Наконец пришел доктор Алькабес и проследовал прямиком в каморку Латифы.
– Латифа, уми[80], сядь, – велел он по-арабски, щупая ее пульс. Латифа отказалась и попыталась вырвать у него свою руку, продолжая цепляться за мою бабушку. Хишам, который видел, как она упала, заметил, что она никогда не была у врача и что врач для нее страшнее мясника. – Правильно, так и надо, – сказал на это доктор Алькабес.
– Вот же комедиантка, – вставил дедушка Исаак.
– Неужели вы не видите, что она вся позеленела! Где ваши глаза! – прогремел доктор. – Ее лицо зеленее цуккини. – Он задержал руку Латифы в своей. – Тут болит? – наконец спросил доктор, указав на ее правый бок. Служанка кивнула. – И здесь тоже иногда? – Он прикоснулся к ее животу.
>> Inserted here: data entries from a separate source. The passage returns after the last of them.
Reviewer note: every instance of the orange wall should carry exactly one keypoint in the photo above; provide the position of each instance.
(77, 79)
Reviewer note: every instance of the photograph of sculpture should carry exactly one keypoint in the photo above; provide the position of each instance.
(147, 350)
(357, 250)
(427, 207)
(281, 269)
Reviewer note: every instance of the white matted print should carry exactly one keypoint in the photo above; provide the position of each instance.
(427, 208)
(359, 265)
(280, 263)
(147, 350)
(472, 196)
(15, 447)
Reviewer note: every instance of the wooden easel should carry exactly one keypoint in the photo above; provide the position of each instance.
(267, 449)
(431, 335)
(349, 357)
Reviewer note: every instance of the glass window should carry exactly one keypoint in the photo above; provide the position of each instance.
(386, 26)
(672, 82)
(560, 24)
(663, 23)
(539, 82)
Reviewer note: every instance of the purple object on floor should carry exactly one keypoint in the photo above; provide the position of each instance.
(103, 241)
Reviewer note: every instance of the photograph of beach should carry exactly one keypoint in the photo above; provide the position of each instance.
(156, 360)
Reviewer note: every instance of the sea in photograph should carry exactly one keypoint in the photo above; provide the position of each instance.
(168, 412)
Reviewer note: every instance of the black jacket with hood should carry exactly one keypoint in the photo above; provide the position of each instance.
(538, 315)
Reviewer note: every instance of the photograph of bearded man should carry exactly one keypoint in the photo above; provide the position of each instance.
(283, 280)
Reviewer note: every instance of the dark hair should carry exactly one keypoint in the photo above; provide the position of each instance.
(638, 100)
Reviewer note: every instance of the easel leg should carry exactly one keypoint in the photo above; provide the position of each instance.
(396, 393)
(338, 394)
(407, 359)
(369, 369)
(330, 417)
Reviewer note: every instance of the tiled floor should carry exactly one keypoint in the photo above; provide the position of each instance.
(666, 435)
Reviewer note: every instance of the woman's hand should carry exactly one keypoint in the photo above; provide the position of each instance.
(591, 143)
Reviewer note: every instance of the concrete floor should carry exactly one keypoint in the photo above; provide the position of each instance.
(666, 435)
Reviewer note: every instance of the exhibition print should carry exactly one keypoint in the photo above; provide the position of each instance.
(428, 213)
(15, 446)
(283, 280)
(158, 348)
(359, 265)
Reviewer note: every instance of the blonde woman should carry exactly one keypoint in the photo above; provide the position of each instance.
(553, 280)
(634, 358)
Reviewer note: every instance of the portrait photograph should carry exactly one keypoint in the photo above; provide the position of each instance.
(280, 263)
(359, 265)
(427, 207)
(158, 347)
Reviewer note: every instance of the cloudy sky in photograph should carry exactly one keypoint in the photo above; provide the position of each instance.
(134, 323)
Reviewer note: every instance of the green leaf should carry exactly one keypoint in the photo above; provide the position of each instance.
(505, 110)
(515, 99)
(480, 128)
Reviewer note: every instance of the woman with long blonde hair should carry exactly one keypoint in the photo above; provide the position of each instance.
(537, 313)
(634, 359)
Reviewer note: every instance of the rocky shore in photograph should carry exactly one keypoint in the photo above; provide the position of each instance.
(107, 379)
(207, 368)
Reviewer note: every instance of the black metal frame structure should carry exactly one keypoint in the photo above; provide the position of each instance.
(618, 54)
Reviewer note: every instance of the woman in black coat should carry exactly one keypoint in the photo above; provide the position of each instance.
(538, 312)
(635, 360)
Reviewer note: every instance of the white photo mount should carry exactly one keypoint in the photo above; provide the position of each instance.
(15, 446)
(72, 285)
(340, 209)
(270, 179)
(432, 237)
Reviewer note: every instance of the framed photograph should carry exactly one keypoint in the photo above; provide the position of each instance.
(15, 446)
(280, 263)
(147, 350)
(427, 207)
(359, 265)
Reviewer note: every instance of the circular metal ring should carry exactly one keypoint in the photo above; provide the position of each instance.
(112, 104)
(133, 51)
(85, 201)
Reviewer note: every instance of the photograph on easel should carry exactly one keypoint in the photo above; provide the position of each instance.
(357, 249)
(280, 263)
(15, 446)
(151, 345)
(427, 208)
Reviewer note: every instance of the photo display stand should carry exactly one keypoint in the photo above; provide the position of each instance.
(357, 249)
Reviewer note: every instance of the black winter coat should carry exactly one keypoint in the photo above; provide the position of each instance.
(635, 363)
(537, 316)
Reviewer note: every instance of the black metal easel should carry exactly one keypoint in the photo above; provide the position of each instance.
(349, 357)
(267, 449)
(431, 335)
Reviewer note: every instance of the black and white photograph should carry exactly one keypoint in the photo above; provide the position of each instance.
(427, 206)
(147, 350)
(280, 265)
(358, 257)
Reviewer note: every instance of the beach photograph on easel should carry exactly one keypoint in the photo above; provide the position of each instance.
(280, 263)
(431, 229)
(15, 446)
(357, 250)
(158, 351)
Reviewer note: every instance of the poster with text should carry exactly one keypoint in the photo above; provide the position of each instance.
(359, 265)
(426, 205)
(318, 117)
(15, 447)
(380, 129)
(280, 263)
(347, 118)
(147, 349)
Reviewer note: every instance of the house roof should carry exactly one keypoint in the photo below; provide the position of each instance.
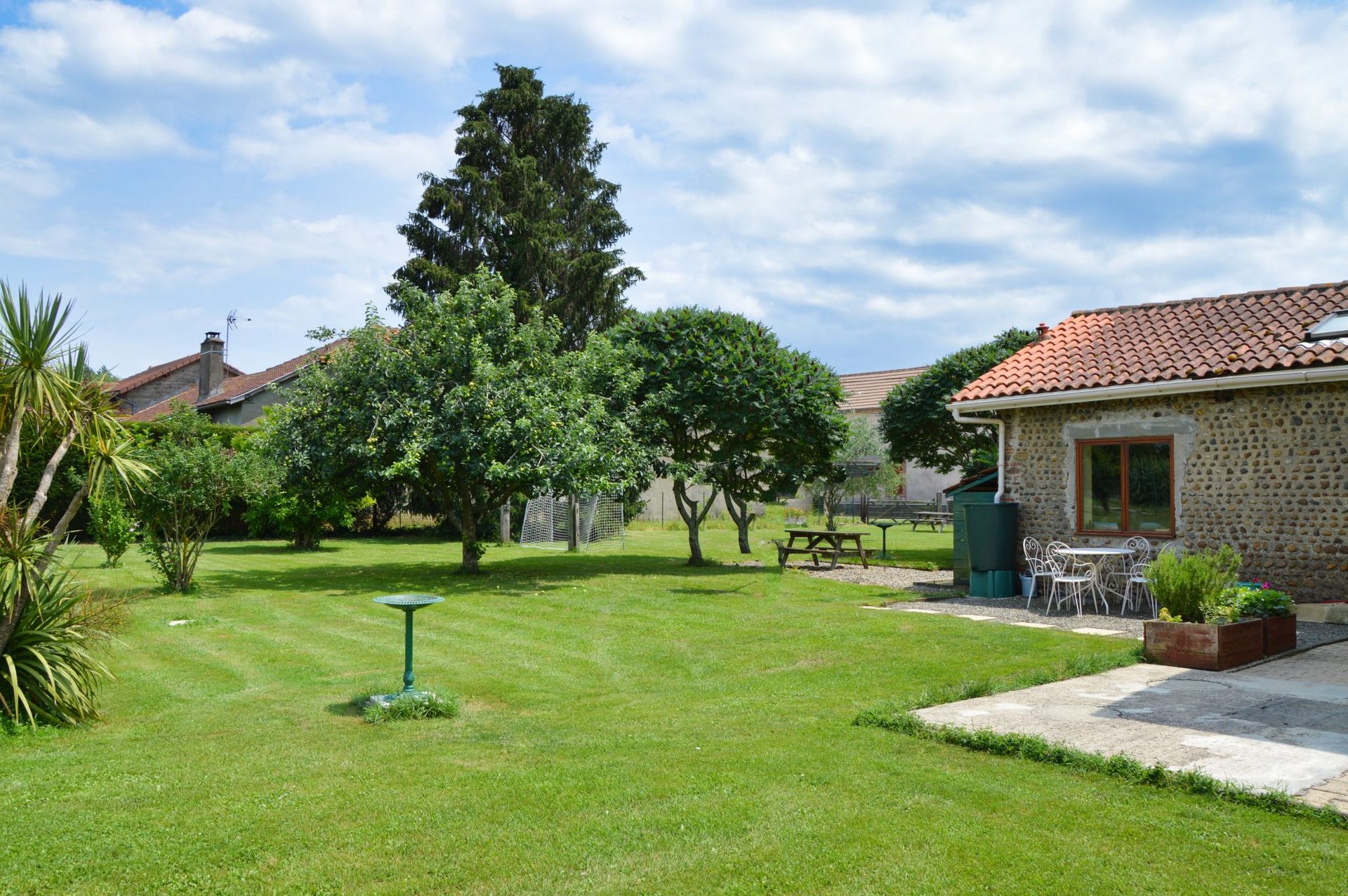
(979, 481)
(866, 391)
(152, 374)
(1189, 340)
(239, 387)
(159, 409)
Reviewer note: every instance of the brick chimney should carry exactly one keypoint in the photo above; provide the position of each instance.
(211, 372)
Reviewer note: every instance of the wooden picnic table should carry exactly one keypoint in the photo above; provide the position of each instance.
(934, 519)
(817, 542)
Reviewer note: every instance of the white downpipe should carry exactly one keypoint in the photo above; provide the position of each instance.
(1002, 445)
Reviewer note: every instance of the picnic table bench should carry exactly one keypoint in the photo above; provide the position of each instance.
(820, 542)
(936, 519)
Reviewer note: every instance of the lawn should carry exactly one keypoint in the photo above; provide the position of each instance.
(630, 725)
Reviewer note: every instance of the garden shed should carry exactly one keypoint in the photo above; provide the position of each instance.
(979, 488)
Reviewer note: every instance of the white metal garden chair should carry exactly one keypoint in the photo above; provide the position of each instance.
(1119, 576)
(1137, 584)
(1038, 567)
(1071, 580)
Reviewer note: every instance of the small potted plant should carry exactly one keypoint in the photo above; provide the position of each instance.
(1273, 607)
(1197, 626)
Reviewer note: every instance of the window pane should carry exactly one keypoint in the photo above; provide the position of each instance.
(1149, 487)
(1102, 487)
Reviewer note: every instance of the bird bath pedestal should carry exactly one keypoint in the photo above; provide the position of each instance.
(885, 526)
(409, 604)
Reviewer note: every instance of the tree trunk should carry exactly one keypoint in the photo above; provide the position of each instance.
(688, 508)
(468, 522)
(573, 523)
(739, 513)
(10, 456)
(58, 532)
(11, 621)
(39, 497)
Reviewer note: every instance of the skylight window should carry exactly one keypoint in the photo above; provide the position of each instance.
(1332, 328)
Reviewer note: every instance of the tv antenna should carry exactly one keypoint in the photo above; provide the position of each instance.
(231, 325)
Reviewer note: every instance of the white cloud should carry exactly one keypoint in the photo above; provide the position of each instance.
(286, 151)
(908, 169)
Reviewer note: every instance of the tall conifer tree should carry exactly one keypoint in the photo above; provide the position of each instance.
(524, 199)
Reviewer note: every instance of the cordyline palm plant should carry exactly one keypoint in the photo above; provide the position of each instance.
(46, 673)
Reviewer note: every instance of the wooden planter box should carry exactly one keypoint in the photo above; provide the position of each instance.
(1280, 635)
(1201, 646)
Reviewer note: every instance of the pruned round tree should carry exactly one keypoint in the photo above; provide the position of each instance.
(725, 404)
(471, 404)
(526, 199)
(916, 422)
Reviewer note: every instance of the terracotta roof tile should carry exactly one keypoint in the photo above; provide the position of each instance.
(1163, 341)
(866, 391)
(152, 374)
(159, 409)
(239, 386)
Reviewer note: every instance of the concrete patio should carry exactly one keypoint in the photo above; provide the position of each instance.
(1280, 725)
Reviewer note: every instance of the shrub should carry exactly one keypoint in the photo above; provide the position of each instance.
(197, 480)
(411, 706)
(111, 525)
(1182, 584)
(1260, 601)
(48, 673)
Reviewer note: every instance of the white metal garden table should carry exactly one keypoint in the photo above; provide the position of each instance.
(1099, 558)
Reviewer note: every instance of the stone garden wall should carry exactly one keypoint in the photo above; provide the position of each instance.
(1264, 470)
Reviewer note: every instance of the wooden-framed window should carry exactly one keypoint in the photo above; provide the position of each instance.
(1126, 487)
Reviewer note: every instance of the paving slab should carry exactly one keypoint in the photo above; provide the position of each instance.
(1282, 725)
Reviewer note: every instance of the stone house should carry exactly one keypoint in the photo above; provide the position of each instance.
(864, 393)
(166, 381)
(1201, 421)
(225, 394)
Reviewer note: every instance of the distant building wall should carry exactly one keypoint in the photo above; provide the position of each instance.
(158, 390)
(246, 413)
(920, 482)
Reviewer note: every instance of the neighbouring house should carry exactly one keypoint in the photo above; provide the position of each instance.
(1203, 422)
(164, 381)
(228, 395)
(864, 393)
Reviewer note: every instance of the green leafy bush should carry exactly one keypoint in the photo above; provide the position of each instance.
(411, 706)
(1182, 584)
(197, 480)
(48, 673)
(112, 526)
(1260, 601)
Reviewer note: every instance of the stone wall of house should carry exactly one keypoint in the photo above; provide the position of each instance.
(1264, 470)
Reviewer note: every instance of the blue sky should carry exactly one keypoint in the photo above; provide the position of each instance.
(880, 183)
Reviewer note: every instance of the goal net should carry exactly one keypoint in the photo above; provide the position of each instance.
(548, 522)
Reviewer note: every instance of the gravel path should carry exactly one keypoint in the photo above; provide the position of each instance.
(1012, 611)
(894, 577)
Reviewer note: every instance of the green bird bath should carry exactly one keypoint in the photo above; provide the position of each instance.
(409, 604)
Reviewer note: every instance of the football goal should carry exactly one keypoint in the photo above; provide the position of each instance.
(597, 518)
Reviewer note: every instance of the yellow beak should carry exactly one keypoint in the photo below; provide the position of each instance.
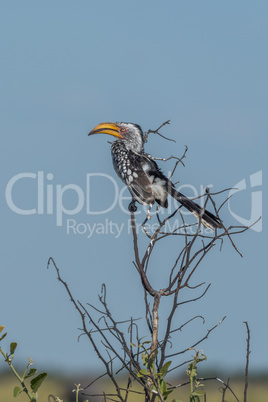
(107, 128)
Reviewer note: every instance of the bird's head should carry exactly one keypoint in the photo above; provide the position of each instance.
(130, 133)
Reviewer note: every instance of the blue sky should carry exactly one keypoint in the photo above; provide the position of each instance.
(65, 67)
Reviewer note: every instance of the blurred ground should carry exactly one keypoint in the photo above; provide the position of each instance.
(62, 387)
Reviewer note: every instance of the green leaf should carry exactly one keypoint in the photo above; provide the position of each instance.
(16, 391)
(30, 373)
(13, 346)
(37, 381)
(198, 393)
(165, 368)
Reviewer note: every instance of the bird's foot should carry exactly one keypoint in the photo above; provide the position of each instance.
(132, 206)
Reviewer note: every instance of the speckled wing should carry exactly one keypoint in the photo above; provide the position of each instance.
(128, 167)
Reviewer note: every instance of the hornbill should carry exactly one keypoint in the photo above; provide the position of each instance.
(144, 179)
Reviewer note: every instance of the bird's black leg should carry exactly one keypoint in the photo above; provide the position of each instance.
(132, 207)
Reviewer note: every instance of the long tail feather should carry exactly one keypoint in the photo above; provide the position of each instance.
(207, 218)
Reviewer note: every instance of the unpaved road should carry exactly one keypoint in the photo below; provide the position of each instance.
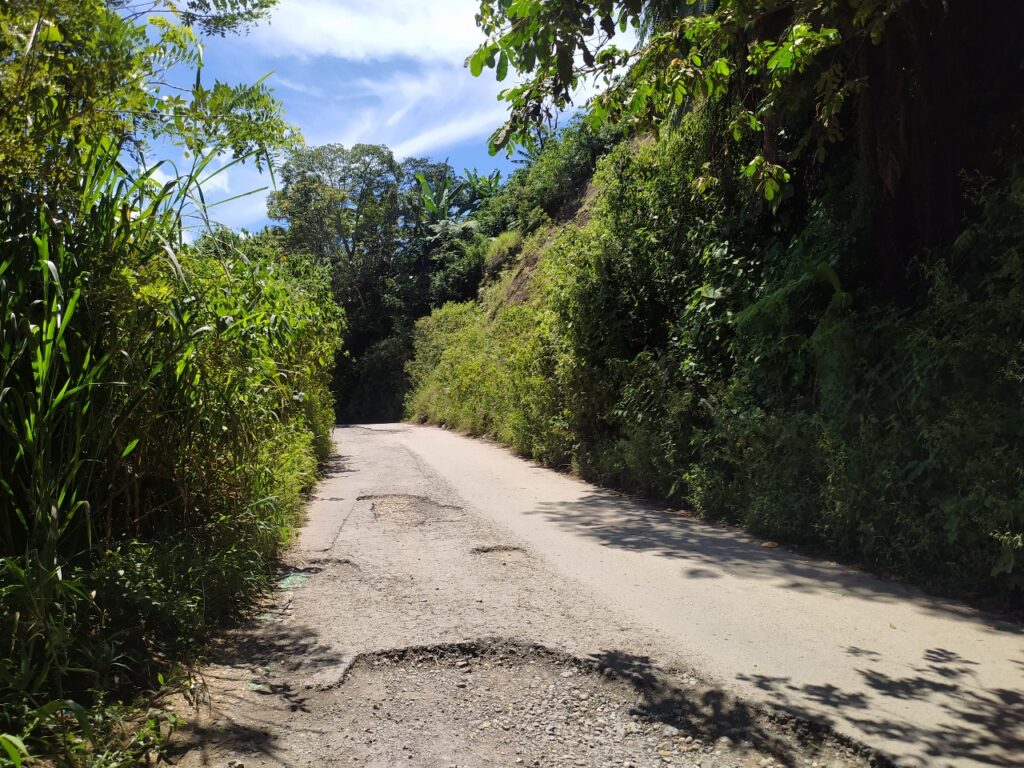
(449, 604)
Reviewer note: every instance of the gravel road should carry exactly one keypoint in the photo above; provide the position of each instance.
(450, 604)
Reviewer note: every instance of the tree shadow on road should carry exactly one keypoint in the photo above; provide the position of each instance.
(713, 714)
(251, 688)
(984, 726)
(709, 551)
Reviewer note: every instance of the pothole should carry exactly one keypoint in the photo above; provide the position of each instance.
(492, 549)
(499, 702)
(406, 509)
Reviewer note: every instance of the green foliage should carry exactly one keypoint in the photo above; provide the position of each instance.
(502, 250)
(163, 407)
(397, 242)
(159, 407)
(550, 182)
(681, 345)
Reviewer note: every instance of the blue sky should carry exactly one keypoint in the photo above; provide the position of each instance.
(389, 72)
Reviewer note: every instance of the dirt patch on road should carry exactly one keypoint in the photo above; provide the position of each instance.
(370, 653)
(406, 509)
(502, 702)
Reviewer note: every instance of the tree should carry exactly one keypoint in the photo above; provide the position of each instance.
(794, 80)
(75, 73)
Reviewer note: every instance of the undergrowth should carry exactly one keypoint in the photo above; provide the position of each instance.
(689, 345)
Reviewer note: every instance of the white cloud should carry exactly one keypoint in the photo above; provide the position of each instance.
(309, 90)
(442, 30)
(454, 130)
(216, 181)
(414, 112)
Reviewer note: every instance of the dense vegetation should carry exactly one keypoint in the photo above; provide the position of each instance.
(396, 242)
(162, 404)
(792, 298)
(772, 272)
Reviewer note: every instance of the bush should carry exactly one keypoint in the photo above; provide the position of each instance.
(163, 410)
(687, 347)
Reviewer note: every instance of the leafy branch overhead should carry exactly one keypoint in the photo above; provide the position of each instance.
(761, 57)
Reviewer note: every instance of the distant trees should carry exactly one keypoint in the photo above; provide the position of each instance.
(395, 238)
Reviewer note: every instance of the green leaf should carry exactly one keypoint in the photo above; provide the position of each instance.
(477, 59)
(14, 748)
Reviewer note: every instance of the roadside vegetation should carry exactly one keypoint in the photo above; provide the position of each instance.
(772, 272)
(792, 297)
(163, 402)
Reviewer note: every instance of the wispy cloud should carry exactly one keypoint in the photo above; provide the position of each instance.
(441, 30)
(351, 72)
(454, 130)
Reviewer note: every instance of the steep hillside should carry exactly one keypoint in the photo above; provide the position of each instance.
(676, 338)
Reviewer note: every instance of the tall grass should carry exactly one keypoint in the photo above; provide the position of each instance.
(162, 408)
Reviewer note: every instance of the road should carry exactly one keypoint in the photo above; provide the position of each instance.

Латифа снова кивнула.
– А когда именно болит?
Она огляделась, словно решила, что и он пытается поймать ее на лжи.
– Всегда болит. Все больше, больше и больше.
Доктор велел ей лечь. Сказал, что сделает укол. Латифа принялась отбиваться. Алькабес пояснил, что укол снимет боль.
– Вот увидишь, вот увидишь, – повторил он по-арабски, не выпуская руку Латифы, пока мама кипятила шприц. – Станет легче.
– Ну что, Бен? – спросила прабабка, когда доктор сделал укол.
– Она умирает.
– От чего? От страха? – воскликнул дед Исаак.
– Хватит, Исаак, порой вы упрямее осла.
В ответ на замечание доктора его превосходительство ощетинились:
– Ничего не понимаю. То она падает в обморок, дрожит и желтеет при каждом налете, а теперь, значит, и вовсе умирает? Как же так?
– Исаак, дай Бену сказать, – осадила его моя бабка.
– И правда, пусть скажет. Потому что мне хотелось бы знать, кто тут настоящий осёл, – не унимался дед.